Biden officials, perhaps sensing the danger, became increasingly evasive about red lines. One official told the Washington Post in 2024 that "escalation is subjective." That statement, stripped of its bureaucratic sheen, is a confession. They no longer knew what the boundaries were, or how to enforce them.
It is to President Trump’s credit that he restored a boundary: the boundary of American self-preservation. The decision to slow arms transfers, reopen diplomacy, and explore ceasefire frameworks has drawn predictable ire from the usual foreign policy clerisy. Yet these critics have no answers to the central question: if Russia interprets our actions as acts of war, what then? Do we fight a nuclear superpower to the last Ukrainian? Do we let our own cities burn to avenge Mariupol?
Some might ask: isn’t Russia the aggressor? Of course. But moral clarity does not imply strategic myopia. The aim of policy is not to expiate global sins, but to secure the republic. The American president does not swear an oath to Kyiv.
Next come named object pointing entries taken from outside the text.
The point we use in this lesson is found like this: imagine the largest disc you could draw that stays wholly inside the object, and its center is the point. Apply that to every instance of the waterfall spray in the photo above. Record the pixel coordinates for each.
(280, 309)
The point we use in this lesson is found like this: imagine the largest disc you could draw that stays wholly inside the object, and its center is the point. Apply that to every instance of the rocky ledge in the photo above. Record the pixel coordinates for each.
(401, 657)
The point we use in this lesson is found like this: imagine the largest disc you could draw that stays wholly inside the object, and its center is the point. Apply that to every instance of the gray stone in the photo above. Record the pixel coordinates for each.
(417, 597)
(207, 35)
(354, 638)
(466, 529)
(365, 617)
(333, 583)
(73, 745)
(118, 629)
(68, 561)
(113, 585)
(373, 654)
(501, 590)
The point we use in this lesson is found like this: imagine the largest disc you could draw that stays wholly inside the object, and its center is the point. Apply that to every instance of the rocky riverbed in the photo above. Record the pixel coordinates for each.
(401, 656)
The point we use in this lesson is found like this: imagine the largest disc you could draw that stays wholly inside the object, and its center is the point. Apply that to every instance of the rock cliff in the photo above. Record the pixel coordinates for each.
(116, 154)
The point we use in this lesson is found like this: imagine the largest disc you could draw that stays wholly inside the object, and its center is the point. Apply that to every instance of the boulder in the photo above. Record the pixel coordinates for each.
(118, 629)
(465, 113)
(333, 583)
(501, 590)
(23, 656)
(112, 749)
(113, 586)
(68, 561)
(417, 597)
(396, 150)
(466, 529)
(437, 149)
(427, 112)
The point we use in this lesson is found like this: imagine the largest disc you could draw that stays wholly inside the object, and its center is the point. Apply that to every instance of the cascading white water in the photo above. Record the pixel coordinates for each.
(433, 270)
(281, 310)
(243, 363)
In closing, let us recall what Biden himself said in 2022. That sending F-16s or allowing strikes on Russian territory could lead to World War III. He was right. Then he did it anyway. We are fortunate that policy, like history, is reversible. But only just. Without Trump’s intervention, the glide path to nuclear war might have continued unbroken. Instead, we now have what we lacked for years: a brake, a boundary, and a belief that diplomacy is not surrender but survival.